The medical definition of informed consent requires understanding “the purpose, benefits, and potential risks of a medical or surgical intervention….” But most people, when they sign a medical advance directive, have only a vague understanding of the ventilator and very little information about this often life-saving medical intervention.

As a nurse, I found that most people—especially the elderly—tend to automatically check off ventilators without understanding that a sudden problem with breathing can come from treatable conditions that don’t require long-term use of a ventilator, such as asthma, drug overdose, pneumonia, and some brain injuries.

In some circumstances, such as certain spinal cord injuries and late-stage neurodegenerative diseases like amyotrophic lateral sclerosis, the ventilator is necessary long-term to live. People like Christopher Reeve and Stephen Hawking have used portable ventilators to continue with their lives. Some people with disabilities use small ventilators only at night.

It is important to know that ventilators move air in and out of the lungs but do not cause respiration—the exchange of oxygen and carbon dioxide that occurs in lungs and body tissues. Respiration can occur only when the body’s respiratory and circulatory systems are intact. A ventilator cannot keep a corpse alive. It is important to know that ventilators move air in and out of the lungs but do not cause respiration… Respiration can occur only when the body’s respiratory and circulatory systems are intact. A ventilator cannot keep a corpse alive.

It’s also important to know that not all machines that assist breathing require the insertion of a tube into the windpipe. Non-invasive positive-pressure ventilation (like the BiPap) allowed my elderly friend Melissa to use a face mask to assist her breathing until antibiotics cured her pneumonia.

WEANING FROM A VENTILATOR

Many patients are easy to wean from a ventilator, but some are more difficult.

Years ago, I cared for an elderly woman with Alzheimer’s who needed a ventilator when she developed pneumonia. She had made her son and daughter her medical decision makers in her advance directive. When the woman improved, the doctors found it very difficult to wean her from the ventilator. They spoke to the family about removing the ventilator and letting her die. The daughter agreed but the son was adamantly against this.

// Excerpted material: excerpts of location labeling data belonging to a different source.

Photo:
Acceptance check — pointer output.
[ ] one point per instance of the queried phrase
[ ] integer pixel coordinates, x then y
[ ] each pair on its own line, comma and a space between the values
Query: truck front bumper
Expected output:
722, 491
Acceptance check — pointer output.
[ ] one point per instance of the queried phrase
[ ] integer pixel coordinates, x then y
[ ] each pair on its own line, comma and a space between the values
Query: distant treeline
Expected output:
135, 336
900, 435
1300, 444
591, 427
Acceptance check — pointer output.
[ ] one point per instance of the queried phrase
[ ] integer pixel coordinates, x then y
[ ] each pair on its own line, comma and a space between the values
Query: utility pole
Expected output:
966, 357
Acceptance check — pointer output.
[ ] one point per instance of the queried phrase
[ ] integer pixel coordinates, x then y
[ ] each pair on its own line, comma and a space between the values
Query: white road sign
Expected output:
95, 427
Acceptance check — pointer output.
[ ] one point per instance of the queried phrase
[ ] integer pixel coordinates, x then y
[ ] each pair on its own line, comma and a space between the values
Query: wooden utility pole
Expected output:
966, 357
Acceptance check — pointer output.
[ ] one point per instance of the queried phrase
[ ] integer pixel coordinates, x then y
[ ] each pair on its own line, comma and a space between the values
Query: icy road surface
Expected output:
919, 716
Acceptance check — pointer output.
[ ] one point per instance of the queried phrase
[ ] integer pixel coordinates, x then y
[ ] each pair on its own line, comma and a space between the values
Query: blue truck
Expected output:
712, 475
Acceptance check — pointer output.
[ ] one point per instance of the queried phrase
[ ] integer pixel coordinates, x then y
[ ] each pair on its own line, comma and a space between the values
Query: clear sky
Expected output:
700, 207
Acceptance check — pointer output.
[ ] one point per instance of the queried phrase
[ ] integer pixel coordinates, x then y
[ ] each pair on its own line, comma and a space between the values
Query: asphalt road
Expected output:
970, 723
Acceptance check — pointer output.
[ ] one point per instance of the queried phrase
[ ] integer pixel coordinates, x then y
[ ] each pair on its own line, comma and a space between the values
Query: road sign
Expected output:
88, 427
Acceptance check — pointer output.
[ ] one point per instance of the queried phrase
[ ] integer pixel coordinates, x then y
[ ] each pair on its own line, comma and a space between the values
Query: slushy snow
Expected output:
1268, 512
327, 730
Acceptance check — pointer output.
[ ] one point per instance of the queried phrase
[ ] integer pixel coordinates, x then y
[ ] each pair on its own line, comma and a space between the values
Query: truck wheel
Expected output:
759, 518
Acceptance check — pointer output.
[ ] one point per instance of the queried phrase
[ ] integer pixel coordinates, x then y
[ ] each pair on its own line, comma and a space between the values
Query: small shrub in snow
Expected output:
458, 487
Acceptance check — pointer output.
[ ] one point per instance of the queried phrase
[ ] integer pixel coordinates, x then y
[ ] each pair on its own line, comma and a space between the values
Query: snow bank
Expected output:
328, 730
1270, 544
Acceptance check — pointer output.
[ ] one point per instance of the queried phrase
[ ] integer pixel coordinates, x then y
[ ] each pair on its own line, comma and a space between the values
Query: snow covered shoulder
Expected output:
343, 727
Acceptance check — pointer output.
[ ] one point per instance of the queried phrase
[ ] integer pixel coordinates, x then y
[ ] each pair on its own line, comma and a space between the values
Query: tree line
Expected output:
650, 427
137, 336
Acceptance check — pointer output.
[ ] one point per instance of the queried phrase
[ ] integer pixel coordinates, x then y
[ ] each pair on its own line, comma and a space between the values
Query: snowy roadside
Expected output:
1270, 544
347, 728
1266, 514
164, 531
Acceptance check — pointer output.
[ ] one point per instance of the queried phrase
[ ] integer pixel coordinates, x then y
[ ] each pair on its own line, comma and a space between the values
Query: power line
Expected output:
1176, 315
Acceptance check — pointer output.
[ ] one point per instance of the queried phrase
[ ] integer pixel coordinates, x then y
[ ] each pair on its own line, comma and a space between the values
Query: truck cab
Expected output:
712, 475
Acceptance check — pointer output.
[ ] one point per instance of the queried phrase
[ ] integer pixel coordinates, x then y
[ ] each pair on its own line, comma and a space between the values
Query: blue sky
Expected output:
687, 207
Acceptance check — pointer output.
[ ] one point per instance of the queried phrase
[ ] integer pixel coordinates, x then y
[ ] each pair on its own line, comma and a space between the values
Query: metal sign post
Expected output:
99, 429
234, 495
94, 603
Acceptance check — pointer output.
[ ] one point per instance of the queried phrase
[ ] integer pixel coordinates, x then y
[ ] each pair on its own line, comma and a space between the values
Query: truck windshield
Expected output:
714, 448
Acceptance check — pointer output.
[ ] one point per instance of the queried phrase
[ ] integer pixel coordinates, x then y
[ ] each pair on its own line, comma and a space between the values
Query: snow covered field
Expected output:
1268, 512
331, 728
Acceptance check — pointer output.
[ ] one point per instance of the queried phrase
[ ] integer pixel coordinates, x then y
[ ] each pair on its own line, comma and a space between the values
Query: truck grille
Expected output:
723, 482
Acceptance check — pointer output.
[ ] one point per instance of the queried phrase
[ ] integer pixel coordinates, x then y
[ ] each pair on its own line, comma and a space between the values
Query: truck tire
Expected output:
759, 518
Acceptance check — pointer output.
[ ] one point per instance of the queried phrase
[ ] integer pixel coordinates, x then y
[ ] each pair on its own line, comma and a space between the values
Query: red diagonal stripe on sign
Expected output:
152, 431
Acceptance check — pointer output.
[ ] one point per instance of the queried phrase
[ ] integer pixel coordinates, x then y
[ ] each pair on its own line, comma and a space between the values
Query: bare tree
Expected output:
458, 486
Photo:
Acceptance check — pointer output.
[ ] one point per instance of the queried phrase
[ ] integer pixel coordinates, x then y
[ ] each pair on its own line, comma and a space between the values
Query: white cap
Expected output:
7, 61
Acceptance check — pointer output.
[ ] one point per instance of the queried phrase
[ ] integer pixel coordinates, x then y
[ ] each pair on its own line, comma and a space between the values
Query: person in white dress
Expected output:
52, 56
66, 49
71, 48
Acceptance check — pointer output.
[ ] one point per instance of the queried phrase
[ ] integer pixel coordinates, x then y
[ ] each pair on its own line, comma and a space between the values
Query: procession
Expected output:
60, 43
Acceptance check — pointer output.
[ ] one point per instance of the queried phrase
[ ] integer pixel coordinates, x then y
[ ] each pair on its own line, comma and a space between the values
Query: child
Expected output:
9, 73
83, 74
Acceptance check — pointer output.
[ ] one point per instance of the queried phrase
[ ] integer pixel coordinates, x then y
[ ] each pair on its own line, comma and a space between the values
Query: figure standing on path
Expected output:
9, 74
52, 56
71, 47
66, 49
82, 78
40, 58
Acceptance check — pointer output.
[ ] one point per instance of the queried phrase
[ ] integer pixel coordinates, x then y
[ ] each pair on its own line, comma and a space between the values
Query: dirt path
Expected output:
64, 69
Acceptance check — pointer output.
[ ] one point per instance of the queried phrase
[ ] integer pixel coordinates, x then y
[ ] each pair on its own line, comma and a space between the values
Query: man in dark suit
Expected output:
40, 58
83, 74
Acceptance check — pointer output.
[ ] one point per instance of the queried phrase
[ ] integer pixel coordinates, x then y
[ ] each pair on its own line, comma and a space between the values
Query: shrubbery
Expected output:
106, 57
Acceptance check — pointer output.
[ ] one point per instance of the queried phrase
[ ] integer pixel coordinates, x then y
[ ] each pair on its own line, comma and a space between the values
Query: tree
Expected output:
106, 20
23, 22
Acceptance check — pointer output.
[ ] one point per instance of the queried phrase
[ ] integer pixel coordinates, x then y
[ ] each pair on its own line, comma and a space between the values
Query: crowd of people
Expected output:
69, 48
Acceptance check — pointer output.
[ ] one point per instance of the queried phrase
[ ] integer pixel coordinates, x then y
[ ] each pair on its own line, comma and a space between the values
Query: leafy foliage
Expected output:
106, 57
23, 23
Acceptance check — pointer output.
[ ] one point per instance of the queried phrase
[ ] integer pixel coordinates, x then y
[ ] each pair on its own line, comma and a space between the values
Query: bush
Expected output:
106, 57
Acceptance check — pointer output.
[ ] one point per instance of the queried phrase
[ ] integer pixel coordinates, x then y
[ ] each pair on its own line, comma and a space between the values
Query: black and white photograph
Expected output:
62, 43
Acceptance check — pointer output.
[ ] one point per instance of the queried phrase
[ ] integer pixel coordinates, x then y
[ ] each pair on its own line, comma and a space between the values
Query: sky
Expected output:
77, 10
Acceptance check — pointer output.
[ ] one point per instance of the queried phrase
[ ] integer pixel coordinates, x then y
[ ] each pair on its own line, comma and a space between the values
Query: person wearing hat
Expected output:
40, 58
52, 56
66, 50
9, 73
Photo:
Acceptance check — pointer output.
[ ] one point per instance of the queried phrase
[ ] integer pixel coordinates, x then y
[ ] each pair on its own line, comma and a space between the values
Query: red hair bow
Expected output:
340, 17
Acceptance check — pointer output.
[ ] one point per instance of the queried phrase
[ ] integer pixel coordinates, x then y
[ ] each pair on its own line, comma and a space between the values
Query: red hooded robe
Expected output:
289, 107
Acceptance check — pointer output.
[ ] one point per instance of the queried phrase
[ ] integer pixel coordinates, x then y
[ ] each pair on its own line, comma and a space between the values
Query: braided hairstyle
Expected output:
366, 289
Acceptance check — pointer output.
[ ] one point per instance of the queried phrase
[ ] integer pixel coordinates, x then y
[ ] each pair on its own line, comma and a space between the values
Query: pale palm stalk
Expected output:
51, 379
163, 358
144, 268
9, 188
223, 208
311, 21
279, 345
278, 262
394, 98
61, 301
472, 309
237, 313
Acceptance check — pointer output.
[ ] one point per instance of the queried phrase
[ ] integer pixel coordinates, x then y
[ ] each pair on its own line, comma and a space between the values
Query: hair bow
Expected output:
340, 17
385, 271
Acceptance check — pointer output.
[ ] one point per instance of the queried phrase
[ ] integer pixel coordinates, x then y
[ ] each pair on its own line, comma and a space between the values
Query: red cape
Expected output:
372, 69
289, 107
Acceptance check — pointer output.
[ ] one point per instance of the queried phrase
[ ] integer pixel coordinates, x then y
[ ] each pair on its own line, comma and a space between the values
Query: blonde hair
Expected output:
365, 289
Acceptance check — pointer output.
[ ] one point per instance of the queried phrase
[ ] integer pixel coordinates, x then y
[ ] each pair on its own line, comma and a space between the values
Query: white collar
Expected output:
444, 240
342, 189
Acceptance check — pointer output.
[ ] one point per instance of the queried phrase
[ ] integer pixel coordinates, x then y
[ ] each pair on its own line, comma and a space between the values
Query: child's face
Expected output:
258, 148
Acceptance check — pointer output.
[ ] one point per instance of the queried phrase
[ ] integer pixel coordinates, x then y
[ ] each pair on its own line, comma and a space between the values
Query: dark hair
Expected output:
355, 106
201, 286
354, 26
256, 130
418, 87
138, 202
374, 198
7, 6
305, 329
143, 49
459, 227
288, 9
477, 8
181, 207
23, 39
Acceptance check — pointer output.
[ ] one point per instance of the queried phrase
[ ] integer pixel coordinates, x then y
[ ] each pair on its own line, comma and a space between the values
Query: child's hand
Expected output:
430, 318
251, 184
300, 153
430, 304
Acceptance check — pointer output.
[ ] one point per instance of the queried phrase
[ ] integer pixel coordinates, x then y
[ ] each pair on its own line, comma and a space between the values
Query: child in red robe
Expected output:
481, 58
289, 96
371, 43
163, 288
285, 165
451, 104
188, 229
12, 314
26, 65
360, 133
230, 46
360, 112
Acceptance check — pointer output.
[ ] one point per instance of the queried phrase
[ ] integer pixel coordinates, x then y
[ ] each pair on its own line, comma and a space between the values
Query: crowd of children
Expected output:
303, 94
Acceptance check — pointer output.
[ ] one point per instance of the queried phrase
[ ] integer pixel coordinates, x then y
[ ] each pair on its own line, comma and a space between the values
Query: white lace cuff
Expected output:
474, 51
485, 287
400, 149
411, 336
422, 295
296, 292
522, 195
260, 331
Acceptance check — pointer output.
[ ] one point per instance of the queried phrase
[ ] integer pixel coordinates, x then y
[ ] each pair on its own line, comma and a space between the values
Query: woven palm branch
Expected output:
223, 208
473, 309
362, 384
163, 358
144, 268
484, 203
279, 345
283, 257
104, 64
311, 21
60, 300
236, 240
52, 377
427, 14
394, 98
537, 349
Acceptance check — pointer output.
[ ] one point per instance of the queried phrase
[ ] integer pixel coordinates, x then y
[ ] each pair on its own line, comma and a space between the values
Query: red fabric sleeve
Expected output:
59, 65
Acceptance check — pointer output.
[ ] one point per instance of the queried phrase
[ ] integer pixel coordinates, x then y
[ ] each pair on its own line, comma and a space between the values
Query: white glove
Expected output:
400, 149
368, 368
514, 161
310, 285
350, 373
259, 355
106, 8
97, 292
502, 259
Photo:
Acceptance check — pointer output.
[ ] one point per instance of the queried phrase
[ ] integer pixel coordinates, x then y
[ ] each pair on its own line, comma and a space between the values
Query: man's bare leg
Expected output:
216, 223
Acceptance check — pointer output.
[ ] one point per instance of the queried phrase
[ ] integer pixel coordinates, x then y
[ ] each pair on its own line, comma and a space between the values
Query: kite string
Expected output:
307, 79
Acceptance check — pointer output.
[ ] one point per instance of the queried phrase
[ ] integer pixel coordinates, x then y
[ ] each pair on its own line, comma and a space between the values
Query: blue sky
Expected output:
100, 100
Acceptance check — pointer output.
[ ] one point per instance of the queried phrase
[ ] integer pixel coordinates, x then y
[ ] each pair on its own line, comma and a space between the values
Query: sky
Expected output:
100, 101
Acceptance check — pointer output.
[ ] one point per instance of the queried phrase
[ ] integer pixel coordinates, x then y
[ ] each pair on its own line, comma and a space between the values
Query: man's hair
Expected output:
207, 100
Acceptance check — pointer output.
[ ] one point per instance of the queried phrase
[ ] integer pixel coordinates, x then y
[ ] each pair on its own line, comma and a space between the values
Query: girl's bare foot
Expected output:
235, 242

The woman was totally awake after the sedation to keep her comfortable on the ventilator was stopped. She was cooperative and made no effort to pull out the tube in her windpipe. She just smiled when asked if she wanted the ventilator stopped.

I knew some great respiratory therapists in the past who were able to successfully wean difficult patients from ventilators. At my suggestion, she was transferred and a week later we were told that she was successfully weaned. About a year later, I encountered the woman again when she was recuperating after routine surgery. Although her Alzheimer’s disease was unchanged, she was doing well in an assisted living residence.

THERE ARE NO GUARANTEES

As a student nurse, I was initially intimidated by ventilators. As I learned how to use them and saw the constant improvements, not only in the technology but also in our care of patients on ventilators, I came to see ventilators as a great blessing when needed.

While we are never required to accept treatment that is medically futile or excessively burdensome to us, sometimes this can be hard to determine in a crisis. Most of my patients on ventilators recovered, but some could not be saved. We were surprised and humbled when patients with poor prognoses recovered while others who seemed to have a better chance died unexpectedly. There are no guarantees in life or death.

That is why my husband and I wrote advance directives that designate each other as our decision maker with the right to have all current options, risks and benefits of treatment fully explained.

We don’t want an advance directive that could be hazardous to our health!